CryoET Data Portal API server & ingestion scripts

MIT License

1 stars 2 forks source link

Add validation Github workflow #130

Closed daniel-ji closed 1 month ago

daniel-ji commented 1 month ago

Fourth of 4 PRs, as part of dataset configuration file validation. To be merged after #129

jgadling commented 1 month ago

The output of the action should probably list the files that failed validation

daniel-ji commented 1 month ago

The workflow outputs the log files as an artifact, the previous run is here: https://github.com/chanzuckerberg/cryoet-data-portal-backend/actions/runs/9883555982?pr=130. Sorry if this is a bit confusing, but I decided to do it this way because sometimes the log files can get quite long. Should I keep it like this?

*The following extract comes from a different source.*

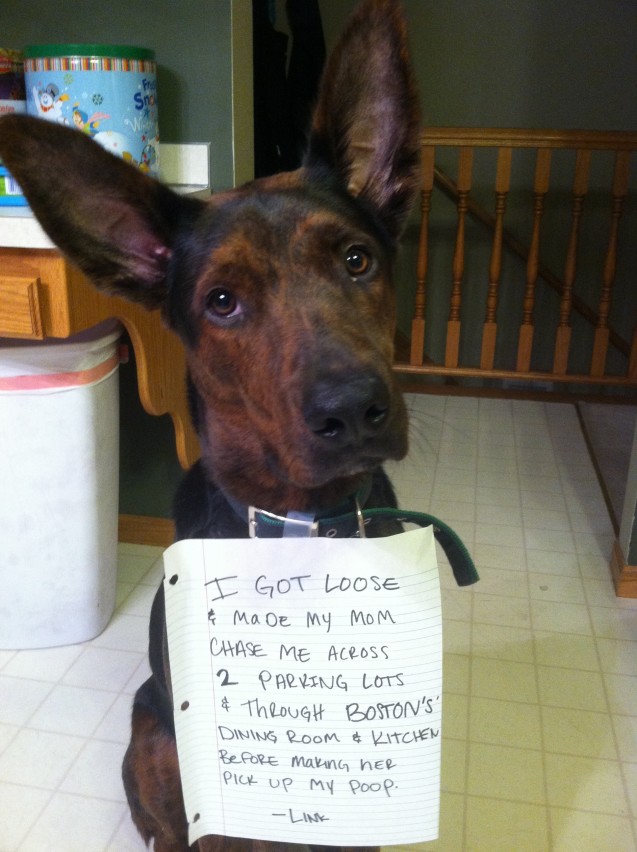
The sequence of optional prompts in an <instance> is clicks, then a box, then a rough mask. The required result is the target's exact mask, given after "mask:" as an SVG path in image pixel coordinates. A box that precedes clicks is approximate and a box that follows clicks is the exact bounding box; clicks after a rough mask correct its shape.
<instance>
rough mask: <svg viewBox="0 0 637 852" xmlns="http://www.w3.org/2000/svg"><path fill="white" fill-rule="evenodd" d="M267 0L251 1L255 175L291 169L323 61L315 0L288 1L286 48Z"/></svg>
mask: <svg viewBox="0 0 637 852" xmlns="http://www.w3.org/2000/svg"><path fill="white" fill-rule="evenodd" d="M271 6H272V4H271V3H270V2H269V0H252V22H253V23H252V26H253V62H254V170H255V177H266V176H267V175H272V174H275V173H276V172H280V171H286V170H290V169H295V168H297V167H298V166H299V165H300V163H301V159H302V155H303V151H304V149H305V142H306V138H307V130H308V122H309V117H310V112H311V108H312V106H313V104H314V101H315V99H316V94H317V91H318V83H319V80H320V76H321V71H322V69H323V64H324V62H325V42H324V38H323V27H322V24H321V16H320V11H319V8H318V0H288V2H287V15H288V21H289V25H290V30H291V32H292V47H291V55H290V63H289V68H287V49H288V37H287V36H286V35H285V34H284V33H281V32H278V31H277V30H276V29H275V28H274V25H273V22H272V19H271Z"/></svg>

Note that this is expected to fail right now, since we're still working through the validation and updating the schema / template / config files. Thanks!

jgadling commented 1 month ago

Ok, the full JSON output can be super long but I think we can parse the errors down to something fairly reasonable (even if there are a lot of failures at the moment.) Because eventually we expect to have very few failures (probably only the most recent dataset being added to the repo) and having to download and review artifacts is a pretty cumbersome workflow imop. Based on reviewing the JSON output, we should be able to print something along these lines:

FAIL: ../dataset_configs/10008.yaml"
    - Extra inputs are not permitted: tiltseries.0.metadata.alignment_binning_factor 

FAIL: ../dataset_configs/10009.yaml"
    - Field required: tiltseries.0.metadata.tilt_axis
    - Field required: tiltseries.2.metadata.tilt_axis

Basically we can just print the "msg" string for each error, and the "loc" data separated by . characters. This should be a good enough hint at what needs fixing, even if the loc strings look a little funny.

jgadling commented 1 month ago

Annnnd one more thing -- the filtered error files (dataset_config_validate_errors_filtered.txt and dataset_config_validate_errors_filtered_2.txt) in the build artifact are a little hard to understand + I think they only show errors for the last dataset that was processed? It seems like they're too short. Personally I'd consider doing away with the filtered output entirely and just having the utility script output errors in the format I suggested above ^^

daniel-ji commented 1 month ago

Sounds good! I've gone ahead and made your suggested changes, thanks! Note that the validation right now is still in progress and by no means comprehensive, so that's why there might be fewer errors than expected. Thanks!